Learning to conduct an effective interview is one of the key techniques for resolving conflict. It creates rapport and conveys understanding. It will often revealing hidden “drivers” that underlie the conflict. For example, when asking about a motor vehicle accident in which liability is uncertain, the Plaintiff may reveal that she was scared when she saw the Police behind her (who witnessed the accident) because she was using the cell phone to call for results on a pregnancy test. She never saw the traffic light, but firmly believed it was green when she entered the accident–since it was green a second or two later when the collision occurred.
Mediation trainers teach new mediators to ask open-ended questions–something that is discouraged in legal practice! Law students are emphatically trained never to ask open ended questions. As a consequence, IMHO (in my humble opinion), too few lawyers have taken the opportunity to really get to know their client’s own stories.

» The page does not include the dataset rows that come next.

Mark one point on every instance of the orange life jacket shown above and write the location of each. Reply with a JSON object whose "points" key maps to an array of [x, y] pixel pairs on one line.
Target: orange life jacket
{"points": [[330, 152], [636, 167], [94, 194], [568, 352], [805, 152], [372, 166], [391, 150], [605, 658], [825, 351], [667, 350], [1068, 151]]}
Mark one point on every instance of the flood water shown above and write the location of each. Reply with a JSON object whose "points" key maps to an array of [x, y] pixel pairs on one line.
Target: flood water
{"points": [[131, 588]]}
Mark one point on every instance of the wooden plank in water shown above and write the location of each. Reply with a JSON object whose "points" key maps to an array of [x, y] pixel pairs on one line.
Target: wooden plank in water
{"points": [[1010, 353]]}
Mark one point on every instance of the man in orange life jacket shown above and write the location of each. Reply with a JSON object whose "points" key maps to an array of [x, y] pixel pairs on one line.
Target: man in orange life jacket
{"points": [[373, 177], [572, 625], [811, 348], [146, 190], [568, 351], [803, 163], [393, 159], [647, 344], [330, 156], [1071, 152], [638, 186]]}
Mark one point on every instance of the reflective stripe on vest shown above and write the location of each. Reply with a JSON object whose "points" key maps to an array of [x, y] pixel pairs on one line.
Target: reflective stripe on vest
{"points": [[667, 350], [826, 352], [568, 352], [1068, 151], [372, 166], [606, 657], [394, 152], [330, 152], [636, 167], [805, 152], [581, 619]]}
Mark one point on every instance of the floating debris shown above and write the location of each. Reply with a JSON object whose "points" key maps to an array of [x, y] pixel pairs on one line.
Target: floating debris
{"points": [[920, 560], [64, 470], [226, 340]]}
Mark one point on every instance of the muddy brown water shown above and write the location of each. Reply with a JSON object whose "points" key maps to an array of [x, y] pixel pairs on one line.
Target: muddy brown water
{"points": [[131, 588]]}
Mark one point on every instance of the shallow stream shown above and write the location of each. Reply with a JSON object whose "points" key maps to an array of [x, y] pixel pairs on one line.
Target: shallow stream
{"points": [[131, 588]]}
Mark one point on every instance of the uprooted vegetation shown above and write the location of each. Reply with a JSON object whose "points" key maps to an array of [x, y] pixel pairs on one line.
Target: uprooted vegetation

The probing, personal kind of questions, such as: “Tell me more about that” and “How did you feel when it happened?” may serve the mediator well in understanding each disputant and ultimately in unlocking creative solutions which will address the very concrete issues and make a more complete resolution occur.
In acquiring this skill, there is secondary benefit to a business person, too. It makes networking kind of second nature. It is easy for me to walk into a room and learn something personal or important from any individual whom I engage in conversation. My children have teased me all of my life because I have a way of “taking the deposition” of friends and family: but mine is a friendly inquisition, not a harsh cross-examination.
Ultimately, the greatest benefit to effective interviewing is that I am privy to the most fascinating life stories! It is, every day, a privilege to be on the listening end of folks–both ordinary and extraordinary.